Trouxe esta música de volta à luz, de onde não pertence, por breves momentos apenas. É uma música que deve permanecer livre na clausura do íntimo, por detrás de portões de madeira metálica acorrentados, apenas banhada pela ténue luz lunar, que entra de uma alta janela da torre da masmorra sensorial. Custou-me fazê-lo. Tive de sair de mim para o fazer. A carga desta música é tal que foi preciso algum esforço transcrever aqui o que senti e foi já sentido. Sinto saudades de sentir o que já não sinto.

Posso muito viver no passado, mas as memórias são o que nos fazem ser...





Atrevo-me a dizer que não há mais gótico que o gótico de Lacrimosa. Tilo Wolff é mestre. Cada trabalho dos Lacrimosa cria um momento melancólico, romântico, frio. Desde as letras, à música, às vozes, até à própria art work. E esta música um bom exemplo disso mesmo.

Durante anos, e por causa desta música e do misticismo que representa para mim, lutei contra mim próprio de acompanhar os restantes trabalhos e mais recentes da banda.
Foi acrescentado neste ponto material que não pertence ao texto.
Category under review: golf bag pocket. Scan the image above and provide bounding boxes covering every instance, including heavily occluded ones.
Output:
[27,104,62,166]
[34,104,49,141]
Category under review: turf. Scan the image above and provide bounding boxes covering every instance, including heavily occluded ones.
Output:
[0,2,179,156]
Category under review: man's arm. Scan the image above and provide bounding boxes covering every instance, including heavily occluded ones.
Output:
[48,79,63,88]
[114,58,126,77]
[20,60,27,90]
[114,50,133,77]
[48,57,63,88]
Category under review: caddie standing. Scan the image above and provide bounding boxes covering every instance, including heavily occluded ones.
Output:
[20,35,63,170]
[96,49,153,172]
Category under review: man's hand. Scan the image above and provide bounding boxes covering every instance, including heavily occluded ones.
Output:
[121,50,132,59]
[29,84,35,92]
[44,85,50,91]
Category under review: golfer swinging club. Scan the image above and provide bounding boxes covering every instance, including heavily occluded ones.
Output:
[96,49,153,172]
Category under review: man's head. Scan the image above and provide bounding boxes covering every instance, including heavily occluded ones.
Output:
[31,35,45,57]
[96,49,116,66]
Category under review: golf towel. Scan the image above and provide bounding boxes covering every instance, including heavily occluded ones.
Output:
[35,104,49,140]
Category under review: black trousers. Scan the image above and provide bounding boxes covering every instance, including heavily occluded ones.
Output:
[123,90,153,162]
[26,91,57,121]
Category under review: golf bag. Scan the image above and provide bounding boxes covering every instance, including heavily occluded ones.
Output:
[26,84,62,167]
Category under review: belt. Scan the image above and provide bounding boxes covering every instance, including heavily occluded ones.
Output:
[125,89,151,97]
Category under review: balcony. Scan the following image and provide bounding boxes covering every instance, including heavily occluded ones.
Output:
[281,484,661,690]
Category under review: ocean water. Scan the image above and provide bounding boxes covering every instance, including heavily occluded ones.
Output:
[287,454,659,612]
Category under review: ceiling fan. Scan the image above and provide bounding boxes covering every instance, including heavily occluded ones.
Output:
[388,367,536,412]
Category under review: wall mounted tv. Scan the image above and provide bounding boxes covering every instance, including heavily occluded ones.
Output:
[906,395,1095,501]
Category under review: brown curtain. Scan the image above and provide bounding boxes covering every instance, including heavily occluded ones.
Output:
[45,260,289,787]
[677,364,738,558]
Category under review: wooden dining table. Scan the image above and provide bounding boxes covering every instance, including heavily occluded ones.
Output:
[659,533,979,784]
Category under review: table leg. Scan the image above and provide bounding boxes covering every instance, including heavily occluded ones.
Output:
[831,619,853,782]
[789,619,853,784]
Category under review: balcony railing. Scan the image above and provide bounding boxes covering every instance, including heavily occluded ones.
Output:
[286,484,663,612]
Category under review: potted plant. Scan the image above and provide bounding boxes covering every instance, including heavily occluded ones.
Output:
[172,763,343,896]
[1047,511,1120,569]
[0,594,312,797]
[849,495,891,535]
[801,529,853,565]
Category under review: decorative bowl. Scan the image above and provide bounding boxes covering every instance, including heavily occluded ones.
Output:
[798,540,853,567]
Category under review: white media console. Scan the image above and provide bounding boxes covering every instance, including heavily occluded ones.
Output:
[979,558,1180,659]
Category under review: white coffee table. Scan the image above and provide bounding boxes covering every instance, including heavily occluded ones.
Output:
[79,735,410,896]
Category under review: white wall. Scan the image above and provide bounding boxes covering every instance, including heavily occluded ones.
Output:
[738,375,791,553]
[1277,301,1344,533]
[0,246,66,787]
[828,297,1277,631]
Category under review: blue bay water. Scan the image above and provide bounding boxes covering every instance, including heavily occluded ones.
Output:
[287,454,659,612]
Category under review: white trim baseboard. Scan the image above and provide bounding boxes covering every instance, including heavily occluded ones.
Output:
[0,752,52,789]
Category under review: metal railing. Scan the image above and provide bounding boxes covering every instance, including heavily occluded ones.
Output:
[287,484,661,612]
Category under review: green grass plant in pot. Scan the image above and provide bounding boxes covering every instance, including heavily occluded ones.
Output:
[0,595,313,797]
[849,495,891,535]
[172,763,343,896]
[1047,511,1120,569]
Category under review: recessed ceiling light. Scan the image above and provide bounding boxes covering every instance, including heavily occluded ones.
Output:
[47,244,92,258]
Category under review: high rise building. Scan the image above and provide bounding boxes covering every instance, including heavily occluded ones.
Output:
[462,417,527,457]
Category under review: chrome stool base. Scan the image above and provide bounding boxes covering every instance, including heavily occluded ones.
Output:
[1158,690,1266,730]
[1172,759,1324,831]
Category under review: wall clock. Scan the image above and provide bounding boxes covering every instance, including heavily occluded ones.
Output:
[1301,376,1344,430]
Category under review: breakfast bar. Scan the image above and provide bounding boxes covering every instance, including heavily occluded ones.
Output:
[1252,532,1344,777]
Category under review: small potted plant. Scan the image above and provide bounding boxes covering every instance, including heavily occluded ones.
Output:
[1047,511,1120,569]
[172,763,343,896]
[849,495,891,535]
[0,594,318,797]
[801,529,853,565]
Agora surgiu-me inadvertidamente esta recordação ao saber que a banda está para lançar Sehnsucht, o décimo de originais, a ser editado em Maio.

4 escutas:

elsafer said...

" aqueles que passam por nós, não vão sós, não nos deixam sós. Deixam um pouco de si, levam um pouco de nós" Antoine de Saint Exupery.
Voltou a tinta do pensamento e traduziu-se umas palavras em musica, em cor, ou simplesmente flui com sentimento e paixão

sonjita said...

Consigo vizualizar o momento só pela tua descrição ao som desta musica... puramente melancólica... há uns anos atrás também teria permanecido!
Obrigada pela partilha de uma música que te desperta tanto sentimento...

Fica bem

Wellen said...

::eferreira
senti a necessidade, não podia adiar mais, ainda mais com uma recordação destas

::sonjita
que bom que consegues ver através das minhas palavras. ;) parece que ainda não lhe perdi o jeito :p
a blogosfera é um local também de partilha... não convém é publicitar os nossos cantinhos "a torto e a direito", como nós os 3 concordamos ;)

sonjita said...

Wellen:

Sim... parece-me ponto assente entre os 3.